Simple Signals - C programming and alarm function

Question

#include  <stdio.h>
#include  <signal.h>


void  ALARMhandler(int sig)
{
  signal(SIGALRM, SIG_IGN);          /* ignore this signal       */
  printf("Hello");
  signal(SIGALRM, ALARMhandler);     /* reinstall the handler    */
}

int main(int argc, char *argv[])
{
  alarm(2);                     /* set alarm clock          */
  while (1)
    ;
  printf("All done");
}

I expect the program to print "hello" after 2 seconds, but instead the output is "zsh: alarm ./a.out"

Any idea what is going on?

Answer 1

You're forgetting to set the alarm handler initially. Change the start of main() like:

int main(int argc, char *argv[])
{
   signal(SIGALRM, ALARMhandler);
   ...

Also, the signal handler will probably print nothing. That's because the C library caches output until it sees an end of line.

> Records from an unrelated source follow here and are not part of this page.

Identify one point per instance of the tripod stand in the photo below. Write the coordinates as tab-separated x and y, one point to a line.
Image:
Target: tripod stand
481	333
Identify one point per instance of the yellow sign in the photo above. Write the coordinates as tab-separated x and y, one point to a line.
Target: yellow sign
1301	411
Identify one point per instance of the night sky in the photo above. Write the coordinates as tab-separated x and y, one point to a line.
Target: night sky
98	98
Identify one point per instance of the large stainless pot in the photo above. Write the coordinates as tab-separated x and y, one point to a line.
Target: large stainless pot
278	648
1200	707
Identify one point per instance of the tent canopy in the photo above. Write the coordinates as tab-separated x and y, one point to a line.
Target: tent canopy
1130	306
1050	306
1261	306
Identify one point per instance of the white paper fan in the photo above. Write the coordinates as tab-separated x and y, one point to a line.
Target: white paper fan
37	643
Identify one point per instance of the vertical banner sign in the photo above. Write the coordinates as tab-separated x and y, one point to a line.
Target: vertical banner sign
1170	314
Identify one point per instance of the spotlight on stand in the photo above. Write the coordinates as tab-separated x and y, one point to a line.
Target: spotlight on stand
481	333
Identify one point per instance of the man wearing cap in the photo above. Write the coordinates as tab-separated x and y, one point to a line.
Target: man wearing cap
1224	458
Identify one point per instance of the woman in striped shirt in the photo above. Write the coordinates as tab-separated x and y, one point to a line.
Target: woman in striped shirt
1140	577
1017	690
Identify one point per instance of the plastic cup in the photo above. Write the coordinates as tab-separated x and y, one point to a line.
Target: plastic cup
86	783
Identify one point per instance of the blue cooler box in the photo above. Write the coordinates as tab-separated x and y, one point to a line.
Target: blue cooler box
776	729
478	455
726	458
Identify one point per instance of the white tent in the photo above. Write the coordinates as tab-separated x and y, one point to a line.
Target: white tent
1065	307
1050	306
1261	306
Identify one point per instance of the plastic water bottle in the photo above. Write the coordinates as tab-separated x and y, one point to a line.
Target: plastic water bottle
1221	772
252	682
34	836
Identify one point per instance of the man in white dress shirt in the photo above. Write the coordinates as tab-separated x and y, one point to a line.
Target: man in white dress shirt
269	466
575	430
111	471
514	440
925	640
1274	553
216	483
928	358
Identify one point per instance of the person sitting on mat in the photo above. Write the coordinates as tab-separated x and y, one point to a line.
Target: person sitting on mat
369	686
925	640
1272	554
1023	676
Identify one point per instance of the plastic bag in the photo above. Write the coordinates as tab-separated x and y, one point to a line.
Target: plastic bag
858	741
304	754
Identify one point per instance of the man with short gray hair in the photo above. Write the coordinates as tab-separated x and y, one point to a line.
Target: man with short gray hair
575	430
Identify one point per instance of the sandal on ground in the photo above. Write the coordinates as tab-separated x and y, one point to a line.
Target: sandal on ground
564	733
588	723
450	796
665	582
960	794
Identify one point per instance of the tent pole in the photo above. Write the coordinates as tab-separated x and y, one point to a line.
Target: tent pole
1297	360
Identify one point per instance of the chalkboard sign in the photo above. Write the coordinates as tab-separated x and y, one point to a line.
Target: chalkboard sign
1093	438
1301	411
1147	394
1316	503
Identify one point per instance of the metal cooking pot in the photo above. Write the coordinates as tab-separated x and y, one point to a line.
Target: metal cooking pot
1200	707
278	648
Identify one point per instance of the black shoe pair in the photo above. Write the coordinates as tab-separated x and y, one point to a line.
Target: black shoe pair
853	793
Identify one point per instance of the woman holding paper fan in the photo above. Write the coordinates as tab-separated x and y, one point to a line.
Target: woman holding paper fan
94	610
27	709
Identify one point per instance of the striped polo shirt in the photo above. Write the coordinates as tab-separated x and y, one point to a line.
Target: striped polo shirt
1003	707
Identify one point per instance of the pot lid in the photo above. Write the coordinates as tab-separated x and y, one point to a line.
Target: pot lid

So:

void  ALARMhandler(int sig)
{
  signal(SIGALRM, SIG_IGN);          /* ignore this signal       */
  printf("Hello
");
  signal(SIGALRM, ALARMhandler);     /* reinstall the handler    */
}

For a real-world program, printing from a signal handler is not very safe. A signal handler should do as little as it can, preferably only setting a flag here or there. And the flag should be declared volatile.